Have you checked out the digital pianos? I bought the Yamaha P71 with 88 weighted-action keys for $400. It’s a marvel for the price and takes up very little space.
My mother had a Steinway, which is what I learned on. So I know what a good piano feels like. The Yamaha isn’t at that level but is plenty adequate for my needs. I’m still in a studio apartment. I’ve got the Yamaha set up on top of a bank of parts drawers and practice standing up.
Yep, still on Calc 3. Tomorrow’s the final exam. I’m sorry I discovered the Professor Leonard YouTubes this late in the game, but he is great. I wish I had been watching him from the beginning.
Take care, Julie. Thanks for the encouragement!
om:
I did not “disparage other physicians”. Kindly read my words clearly: “one pediatrician”.
I do not think highly of a degreed astrophysicist writing about the history of medicine, negatively at that.

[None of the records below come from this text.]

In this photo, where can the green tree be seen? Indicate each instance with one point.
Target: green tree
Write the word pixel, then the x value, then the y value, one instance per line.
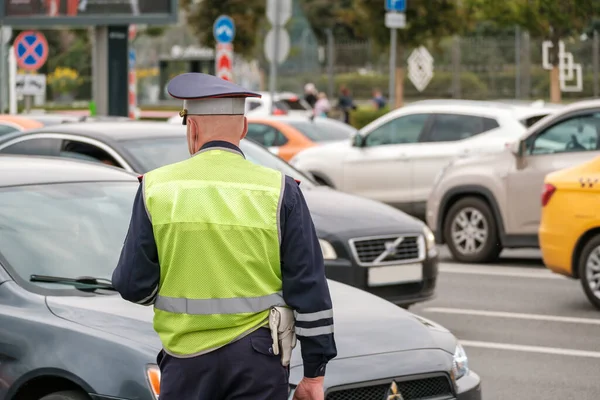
pixel 545 19
pixel 247 15
pixel 425 20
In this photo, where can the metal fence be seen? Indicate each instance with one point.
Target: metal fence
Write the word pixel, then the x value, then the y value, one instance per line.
pixel 463 68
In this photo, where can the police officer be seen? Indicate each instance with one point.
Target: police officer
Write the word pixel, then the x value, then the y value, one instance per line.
pixel 218 244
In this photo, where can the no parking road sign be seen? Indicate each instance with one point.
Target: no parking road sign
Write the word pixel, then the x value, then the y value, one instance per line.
pixel 31 50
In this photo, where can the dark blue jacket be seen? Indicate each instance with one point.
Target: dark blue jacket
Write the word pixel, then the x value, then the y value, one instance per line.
pixel 303 272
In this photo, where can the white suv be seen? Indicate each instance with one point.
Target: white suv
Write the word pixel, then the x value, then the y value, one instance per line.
pixel 396 158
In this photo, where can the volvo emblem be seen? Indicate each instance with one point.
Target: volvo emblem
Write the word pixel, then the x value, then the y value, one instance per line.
pixel 390 248
pixel 393 393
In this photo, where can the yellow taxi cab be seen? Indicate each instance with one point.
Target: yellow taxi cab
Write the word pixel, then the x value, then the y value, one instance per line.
pixel 569 232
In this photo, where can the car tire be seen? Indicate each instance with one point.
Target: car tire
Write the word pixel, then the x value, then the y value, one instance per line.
pixel 66 395
pixel 592 246
pixel 488 249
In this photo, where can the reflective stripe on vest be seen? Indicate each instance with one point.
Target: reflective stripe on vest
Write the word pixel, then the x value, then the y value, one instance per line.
pixel 235 305
pixel 215 219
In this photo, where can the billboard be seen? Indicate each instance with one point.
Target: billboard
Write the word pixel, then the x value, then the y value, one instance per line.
pixel 88 12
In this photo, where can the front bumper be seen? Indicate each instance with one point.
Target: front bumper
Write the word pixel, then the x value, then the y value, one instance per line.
pixel 347 272
pixel 469 387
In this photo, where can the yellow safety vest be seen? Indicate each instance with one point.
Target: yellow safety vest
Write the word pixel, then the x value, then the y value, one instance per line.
pixel 215 219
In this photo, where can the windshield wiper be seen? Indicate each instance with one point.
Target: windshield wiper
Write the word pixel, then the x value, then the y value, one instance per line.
pixel 84 283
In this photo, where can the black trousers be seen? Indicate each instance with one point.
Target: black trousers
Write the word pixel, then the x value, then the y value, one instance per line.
pixel 243 370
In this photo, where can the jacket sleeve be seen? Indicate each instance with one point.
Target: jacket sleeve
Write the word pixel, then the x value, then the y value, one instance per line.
pixel 137 274
pixel 305 287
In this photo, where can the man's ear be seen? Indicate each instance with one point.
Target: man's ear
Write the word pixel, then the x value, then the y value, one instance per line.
pixel 245 127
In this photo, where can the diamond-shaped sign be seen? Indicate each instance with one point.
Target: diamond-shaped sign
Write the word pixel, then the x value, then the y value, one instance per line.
pixel 420 68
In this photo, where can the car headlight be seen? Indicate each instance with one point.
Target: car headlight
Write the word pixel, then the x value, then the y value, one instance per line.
pixel 430 246
pixel 292 390
pixel 153 375
pixel 460 365
pixel 327 250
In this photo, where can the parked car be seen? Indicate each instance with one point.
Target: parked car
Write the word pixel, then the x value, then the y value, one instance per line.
pixel 14 123
pixel 358 249
pixel 570 227
pixel 285 103
pixel 395 158
pixel 286 136
pixel 482 204
pixel 66 334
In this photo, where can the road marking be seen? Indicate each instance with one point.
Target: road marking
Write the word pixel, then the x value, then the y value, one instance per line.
pixel 499 271
pixel 500 314
pixel 531 349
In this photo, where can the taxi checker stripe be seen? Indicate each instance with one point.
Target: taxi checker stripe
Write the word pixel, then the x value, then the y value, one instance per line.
pixel 235 305
pixel 308 317
pixel 322 330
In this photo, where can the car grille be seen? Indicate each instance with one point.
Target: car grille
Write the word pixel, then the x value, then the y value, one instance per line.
pixel 370 251
pixel 420 389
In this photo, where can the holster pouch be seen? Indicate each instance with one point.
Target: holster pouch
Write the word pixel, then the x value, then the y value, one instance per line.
pixel 282 325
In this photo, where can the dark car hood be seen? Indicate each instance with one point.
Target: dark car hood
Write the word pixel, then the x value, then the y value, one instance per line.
pixel 334 212
pixel 364 324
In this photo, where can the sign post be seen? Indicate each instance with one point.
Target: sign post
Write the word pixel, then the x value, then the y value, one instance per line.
pixel 394 19
pixel 224 32
pixel 31 51
pixel 277 42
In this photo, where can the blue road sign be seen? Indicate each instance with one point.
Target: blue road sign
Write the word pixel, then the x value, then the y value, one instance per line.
pixel 31 50
pixel 224 29
pixel 395 5
pixel 131 58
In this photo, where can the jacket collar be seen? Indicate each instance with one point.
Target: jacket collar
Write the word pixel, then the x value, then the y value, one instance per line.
pixel 220 145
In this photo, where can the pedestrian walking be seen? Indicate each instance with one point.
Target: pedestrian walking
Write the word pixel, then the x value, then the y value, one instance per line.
pixel 322 106
pixel 346 103
pixel 310 94
pixel 226 252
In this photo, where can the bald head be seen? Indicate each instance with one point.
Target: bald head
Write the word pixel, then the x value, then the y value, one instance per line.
pixel 205 128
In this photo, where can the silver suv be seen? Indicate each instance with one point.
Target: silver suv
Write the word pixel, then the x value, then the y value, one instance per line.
pixel 482 204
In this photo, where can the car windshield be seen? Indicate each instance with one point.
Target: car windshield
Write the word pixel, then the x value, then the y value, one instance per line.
pixel 324 129
pixel 296 104
pixel 156 152
pixel 65 229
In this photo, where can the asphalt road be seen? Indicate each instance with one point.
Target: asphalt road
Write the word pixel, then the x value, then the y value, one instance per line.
pixel 528 333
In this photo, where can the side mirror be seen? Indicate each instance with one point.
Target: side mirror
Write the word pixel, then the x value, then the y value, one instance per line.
pixel 517 147
pixel 357 140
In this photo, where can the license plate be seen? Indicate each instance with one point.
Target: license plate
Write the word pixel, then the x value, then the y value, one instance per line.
pixel 380 276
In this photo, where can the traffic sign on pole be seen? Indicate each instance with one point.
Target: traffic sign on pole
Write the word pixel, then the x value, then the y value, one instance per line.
pixel 281 7
pixel 395 20
pixel 283 49
pixel 224 29
pixel 224 61
pixel 395 5
pixel 31 50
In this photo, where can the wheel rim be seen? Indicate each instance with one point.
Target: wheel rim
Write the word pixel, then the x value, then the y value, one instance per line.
pixel 592 272
pixel 469 231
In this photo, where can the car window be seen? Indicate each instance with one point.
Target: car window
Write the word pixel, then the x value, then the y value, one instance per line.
pixel 70 230
pixel 453 127
pixel 324 129
pixel 252 105
pixel 406 129
pixel 527 122
pixel 579 133
pixel 156 152
pixel 86 151
pixel 38 146
pixel 7 128
pixel 266 135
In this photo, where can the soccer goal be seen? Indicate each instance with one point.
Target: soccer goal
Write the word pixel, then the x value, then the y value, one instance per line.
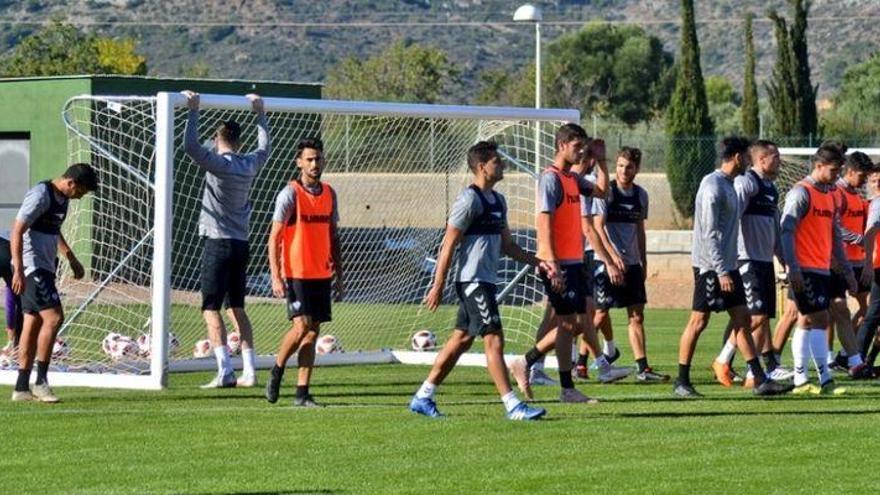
pixel 396 168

Such a person lacks standing, as one might say in a court of law. I expect the same appropriate reaction from him should I write disparagingly about astrophysics and its practitioners.
Argumentation by Credentialism: only Dr.s can write about medicine. You aren’t a lawyer so your opinion about the law is worth what? How do those shoes fit?
To clarify the Cicero standard of acceptance: only Dr.s who are also PhD historians can write about the history of medicine, and only write about their specific field of practice. Standards of acceptable discourse will of course change, and all medical history articles must acquire the Cicero stamp of approval before publication. PhDs in dodgy fields, aka, astrophysics need not bother writing anything. 🙂
Thanks, huxley. It’s a good idea, if the housemates would permit it. Worth considering. :>))) Good luck on today’s exam!
Julie: Digital pianos come with slider volume controls and you can play them very quietly. And if that’s not good enough, you can also feed the output into headphones and no one can hear you play!
Well, I did OK on the exam though not as well as I hoped. After about an hour the numbers, letters and symbols start to swim around. Teacher will post the grades tomorrow. Overall I believe I’ll manage a C or slightly better, but I had hoped for more.
Still
Well, huxley, I appealed to the Great Frog to see you safely through the test. Sad to say, I don’t think I have as much influence there as I have every right to expect.
Thanks for the info on the keyboards. :>)
Am I the only one here who thought APGAR was an acronym?
And me with 4 kids.
Yackums:
“APGAR” is an acronym and it was also chosen because it spells out her actual name. So it’s both.